Sudjbinskij nickte bedeutungsvoll.

»Seit Ostern«, sagte er. »Aber wieviel zu tun ist – schrecklich! Von acht bis zwölf Uhr arbeite ich zu Hause, von zwölf bis fünf Uhr in der Kanzlei, und dann habe ich noch abends zu tun. Ich bin jetzt gar nicht mehr gewohnt, mit Menschen zusammen zu sein.«

»Hm! Bureauchef, so!« sagte Oblomow. »Gratuliere! Du bist aber einer! Wir waren ja zusammen Kanzleibeamte. Ich denke, du wirst nächstes Jahr Regierungsrat.«

»Aber! Was fällt dir ein! Ich muß noch in diesem Jahr den Orden bekommen; ich habe gehofft, man würde mich ›für geleistete Dienste‹ vorschlagen, ich habe aber jetzt ein neues Amt übernommen. Das geht nicht, zwei Jahre nacheinander ...«

»Komm zu mir zum Essen, wir werden zu Ehren deines Avancements ein Glas leeren!« sagte Oblomow.

»Nein, ich bin heute beim Vizedirektor geladen. Ich muß für Donnerstag einen Bericht ausarbeiten – eine Höllenarbeit! Man kann sich auf den Rapport aus den Gouvernements nicht verlassen. Man muß die Register selbst kontrollieren. Foma Fomitsch ist so mißtrauisch: er will alles selbst prüfen. Wir machen uns heute nachmittag daran.«

»Wirklich, noch heute nachmittag?« fragte Oblomow ungläubig.
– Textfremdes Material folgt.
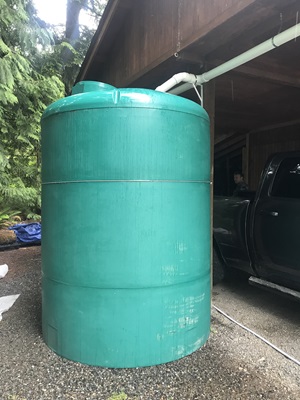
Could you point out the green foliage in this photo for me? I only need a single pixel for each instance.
(38, 65)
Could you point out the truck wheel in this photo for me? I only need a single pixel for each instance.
(218, 269)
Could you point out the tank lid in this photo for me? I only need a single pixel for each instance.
(90, 86)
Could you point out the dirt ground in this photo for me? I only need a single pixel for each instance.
(234, 364)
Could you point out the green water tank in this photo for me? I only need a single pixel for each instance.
(126, 226)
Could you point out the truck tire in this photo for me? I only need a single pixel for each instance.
(218, 268)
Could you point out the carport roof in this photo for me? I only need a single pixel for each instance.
(263, 92)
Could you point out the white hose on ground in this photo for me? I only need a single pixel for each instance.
(259, 336)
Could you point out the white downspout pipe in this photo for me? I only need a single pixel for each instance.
(190, 79)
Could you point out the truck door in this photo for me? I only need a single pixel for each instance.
(276, 223)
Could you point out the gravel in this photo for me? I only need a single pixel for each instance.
(232, 365)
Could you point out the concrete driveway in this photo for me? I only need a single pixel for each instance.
(234, 364)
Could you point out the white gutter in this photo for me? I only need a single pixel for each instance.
(190, 79)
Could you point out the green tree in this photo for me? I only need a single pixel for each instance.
(38, 65)
(24, 94)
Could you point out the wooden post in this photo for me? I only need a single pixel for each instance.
(209, 106)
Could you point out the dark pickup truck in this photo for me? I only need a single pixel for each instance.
(259, 232)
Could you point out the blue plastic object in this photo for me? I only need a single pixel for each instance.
(28, 233)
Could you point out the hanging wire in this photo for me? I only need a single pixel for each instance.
(198, 94)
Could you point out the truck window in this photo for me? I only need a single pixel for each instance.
(287, 179)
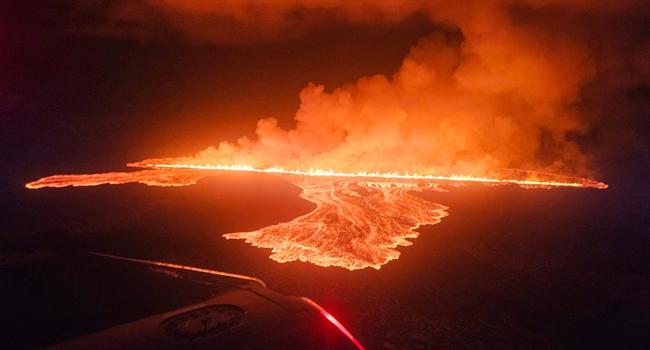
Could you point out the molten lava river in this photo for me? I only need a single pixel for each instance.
(358, 222)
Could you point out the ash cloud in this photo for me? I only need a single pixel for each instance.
(514, 84)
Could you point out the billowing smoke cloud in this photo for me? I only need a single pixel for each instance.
(506, 90)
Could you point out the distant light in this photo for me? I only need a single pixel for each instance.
(335, 322)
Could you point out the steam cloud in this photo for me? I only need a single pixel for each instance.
(504, 87)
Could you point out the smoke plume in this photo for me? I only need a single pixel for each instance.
(503, 87)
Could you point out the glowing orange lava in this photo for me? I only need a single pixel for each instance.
(354, 225)
(359, 220)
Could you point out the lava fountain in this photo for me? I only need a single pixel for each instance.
(359, 220)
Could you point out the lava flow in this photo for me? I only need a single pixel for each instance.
(359, 220)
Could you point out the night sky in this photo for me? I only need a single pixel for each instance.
(87, 86)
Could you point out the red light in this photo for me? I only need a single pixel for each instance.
(335, 322)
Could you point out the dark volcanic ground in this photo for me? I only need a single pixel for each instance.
(508, 268)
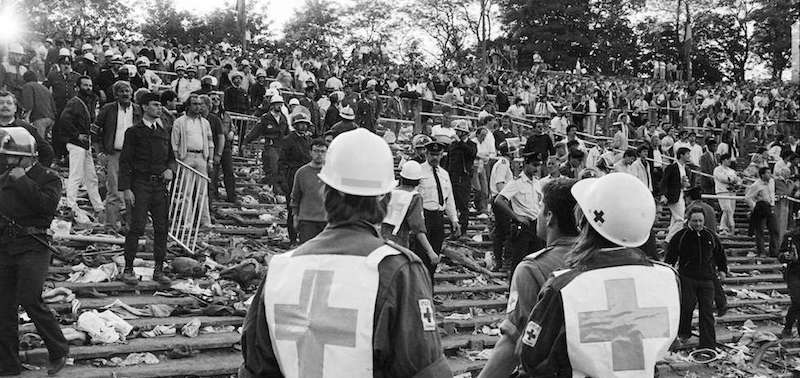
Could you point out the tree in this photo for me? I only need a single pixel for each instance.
(314, 28)
(772, 40)
(557, 30)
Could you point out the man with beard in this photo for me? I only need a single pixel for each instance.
(74, 131)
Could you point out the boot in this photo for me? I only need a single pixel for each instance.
(129, 277)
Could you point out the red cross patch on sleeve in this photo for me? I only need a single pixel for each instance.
(426, 315)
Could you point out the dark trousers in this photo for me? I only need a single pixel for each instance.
(152, 198)
(461, 192)
(226, 163)
(22, 277)
(502, 225)
(793, 314)
(307, 230)
(762, 215)
(698, 293)
(522, 241)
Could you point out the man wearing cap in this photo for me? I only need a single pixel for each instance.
(295, 153)
(273, 126)
(113, 120)
(306, 202)
(436, 189)
(236, 98)
(146, 166)
(521, 200)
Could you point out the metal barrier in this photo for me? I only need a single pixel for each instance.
(188, 201)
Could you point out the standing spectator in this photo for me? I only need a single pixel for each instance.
(760, 196)
(725, 183)
(306, 198)
(295, 153)
(74, 131)
(113, 120)
(699, 256)
(521, 201)
(38, 104)
(676, 179)
(146, 166)
(192, 141)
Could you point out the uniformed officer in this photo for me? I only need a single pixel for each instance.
(557, 227)
(521, 201)
(437, 198)
(146, 165)
(346, 303)
(612, 312)
(29, 195)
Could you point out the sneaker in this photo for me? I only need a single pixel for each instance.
(130, 278)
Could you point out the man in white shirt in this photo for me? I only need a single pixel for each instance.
(436, 190)
(521, 200)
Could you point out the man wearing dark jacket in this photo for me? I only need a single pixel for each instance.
(699, 256)
(112, 121)
(460, 159)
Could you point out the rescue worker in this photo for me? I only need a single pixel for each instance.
(295, 153)
(593, 318)
(305, 320)
(521, 201)
(273, 125)
(699, 255)
(29, 196)
(146, 166)
(404, 217)
(559, 230)
(789, 256)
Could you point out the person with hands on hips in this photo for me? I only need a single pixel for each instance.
(146, 167)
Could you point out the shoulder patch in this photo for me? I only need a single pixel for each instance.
(426, 314)
(405, 251)
(532, 331)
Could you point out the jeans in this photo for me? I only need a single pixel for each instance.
(698, 293)
(82, 171)
(22, 277)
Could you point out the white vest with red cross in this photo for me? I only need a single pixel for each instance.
(320, 313)
(620, 320)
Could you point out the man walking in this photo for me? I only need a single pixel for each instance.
(146, 166)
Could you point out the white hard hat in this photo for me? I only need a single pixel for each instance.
(411, 170)
(618, 206)
(359, 163)
(16, 48)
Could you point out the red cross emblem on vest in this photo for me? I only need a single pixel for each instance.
(624, 324)
(313, 324)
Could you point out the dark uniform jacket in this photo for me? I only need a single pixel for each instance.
(44, 148)
(549, 356)
(30, 201)
(697, 253)
(145, 153)
(401, 348)
(107, 124)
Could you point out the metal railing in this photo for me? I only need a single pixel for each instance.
(188, 202)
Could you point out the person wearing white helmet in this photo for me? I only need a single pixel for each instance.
(405, 223)
(273, 126)
(29, 194)
(305, 321)
(611, 312)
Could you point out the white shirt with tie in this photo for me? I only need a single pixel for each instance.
(430, 197)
»Ja, was glaubst du denn? Es ist noch gut, wenn ich etwas früher damit fertig werde und Zeit habe, nach Jekaterinhof zu fahren ... Ja, also, ich bin gekommen, um dich zu fragen, ob du nicht mit mir spazierenfahren willst? Ich würde dich abholen.«

»Ich bin nicht ganz wohl, ich kann nicht!« sagte Oblomow, indem er das Gesicht verzog, »ich habe auch viel zu tun ...«

»Schade!« erwiderte Sudjbinskij, »es ist ein so schöner Tag. Ich hoffe wenigstens heute aufzuatmen.«

»Nun, was gibt es Neues bei euch?« fragte Oblomow.
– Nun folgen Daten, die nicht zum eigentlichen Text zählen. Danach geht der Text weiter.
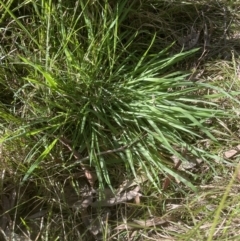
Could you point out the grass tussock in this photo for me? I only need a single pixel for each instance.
(116, 120)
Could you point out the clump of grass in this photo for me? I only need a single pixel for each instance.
(90, 75)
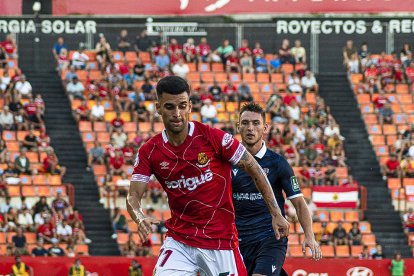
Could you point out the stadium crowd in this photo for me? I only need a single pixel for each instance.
(51, 227)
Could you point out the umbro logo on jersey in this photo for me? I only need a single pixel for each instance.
(164, 165)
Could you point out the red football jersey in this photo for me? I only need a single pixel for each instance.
(197, 178)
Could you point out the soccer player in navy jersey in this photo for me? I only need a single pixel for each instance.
(262, 253)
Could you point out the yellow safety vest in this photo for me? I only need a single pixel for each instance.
(79, 272)
(20, 271)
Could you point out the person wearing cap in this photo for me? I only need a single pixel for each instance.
(208, 113)
(20, 268)
(75, 89)
(77, 269)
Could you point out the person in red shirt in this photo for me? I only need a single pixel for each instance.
(203, 50)
(230, 92)
(190, 51)
(116, 162)
(392, 167)
(193, 163)
(257, 51)
(245, 48)
(47, 230)
(9, 46)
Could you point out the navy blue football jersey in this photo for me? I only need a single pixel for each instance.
(253, 220)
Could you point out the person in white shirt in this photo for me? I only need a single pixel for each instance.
(64, 231)
(24, 87)
(208, 113)
(25, 220)
(181, 69)
(75, 89)
(97, 111)
(6, 118)
(79, 59)
(293, 111)
(309, 82)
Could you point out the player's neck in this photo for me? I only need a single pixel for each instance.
(177, 139)
(253, 149)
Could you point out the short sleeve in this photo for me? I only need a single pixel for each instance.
(142, 167)
(229, 148)
(287, 179)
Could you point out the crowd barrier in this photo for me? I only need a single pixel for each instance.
(106, 266)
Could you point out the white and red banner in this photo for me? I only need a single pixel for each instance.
(335, 197)
(226, 7)
(108, 266)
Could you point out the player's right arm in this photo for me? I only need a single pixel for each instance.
(250, 165)
(137, 188)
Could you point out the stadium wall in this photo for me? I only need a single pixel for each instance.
(106, 266)
(323, 37)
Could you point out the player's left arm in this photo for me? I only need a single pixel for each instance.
(250, 165)
(305, 220)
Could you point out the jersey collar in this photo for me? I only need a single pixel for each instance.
(190, 132)
(262, 151)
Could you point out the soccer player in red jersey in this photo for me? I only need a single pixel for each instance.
(193, 164)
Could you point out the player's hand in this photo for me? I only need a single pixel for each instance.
(280, 226)
(314, 247)
(145, 227)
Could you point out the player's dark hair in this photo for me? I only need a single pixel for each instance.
(253, 107)
(172, 85)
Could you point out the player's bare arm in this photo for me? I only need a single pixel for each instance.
(250, 165)
(133, 203)
(305, 220)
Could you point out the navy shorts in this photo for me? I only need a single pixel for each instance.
(265, 257)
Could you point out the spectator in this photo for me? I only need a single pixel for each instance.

»Vieles! Man hat jetzt festgesetzt, in den Briefen statt ›ergebener Diener‹ ›seien Sie versichert‹ zu schreiben; es ist angeordnet worden, nicht mehr zwei Exemplare Formularbogen einzureichen. Man hat unser Bureau um drei Tische und zwei Beamte vergrößert. Man hat unsere Kommission aufgehoben ... Und noch viel anderes!«

»Nun, und was ist mit unseren früheren Kollegen?«

»Vorläufig gar nichts; Swinkin hat seine Akten verloren!«

»Wirklich? Was hat denn der Direktor gesagt?« fragte Oblomow mit zitternder Stimme. Er erschrak in der Erinnerung an die alten Zeiten.

»Er hat ihm die Remuneration vorenthalten lassen, bis er die Akten findet. Es war ein wichtiges Dokument: ›Über die Steuereintreibung‹. Der Direktor glaubt«, fügte Sudjbinskij fast flüsternd hinzu, »daß er es ... absichtlich verloren hat.«

»Also so ist die Sache: du arbeitest immer!« sagte Oblomow, »du mühst dich ab.«

»Schrecklich, schrecklich! Aber es ist natürlich angenehm, mit einem solchen Menschen wie Foma Fomitsch zusammenzuarbeiten: Bei ihm bleibt niemand ohne Remuneration; er vergißt selbst die nicht, die nichts tun. Sobald die Zeit des Avancements da ist, schlägt er gleich vor; und dem, der noch kein Amt und keinen Orden bekommen kann, verschafft er Geld ...«

»Wieviel bekommst du?«

»1200 Rubel Gehalt, 750 Diäten, 600 Wohnungsgeld, 900 Zulagen, 500 Meilengeld und an 1000 Rubel Remuneration.«

»Aber zum Teufel!« sagte Oblomow, vom Sofa aufspringend, »hast du eine so schöne Stimme? Das klingt ja wie bei einem italienischen Sänger!«

»Das ist noch gar nichts! Pereswjetow bekommt Gratifikationen und arbeitet weniger als ich, er versteht auch nichts. Nun, er hat natürlich auch nicht dieses Renommee. Ich werde sehr geschätzt«, fügte er bescheiden, mit gesenkten Augen hinzu, »der Minister hat sich neulich ausgedrückt, daß ich die Zierde des Ministeriums sei.«

»Du bist ein Hauptkerl!« sagte Oblomow. »Aber diese Arbeit! Von acht bis zwölf und von zwölf bis fünf, und dann noch zu Hause – oh, oh!«

Er schüttelte den Kopf.

»Was sollte ich denn tun, wenn ich keinen Posten hätte?« fragte Sudjbinskij.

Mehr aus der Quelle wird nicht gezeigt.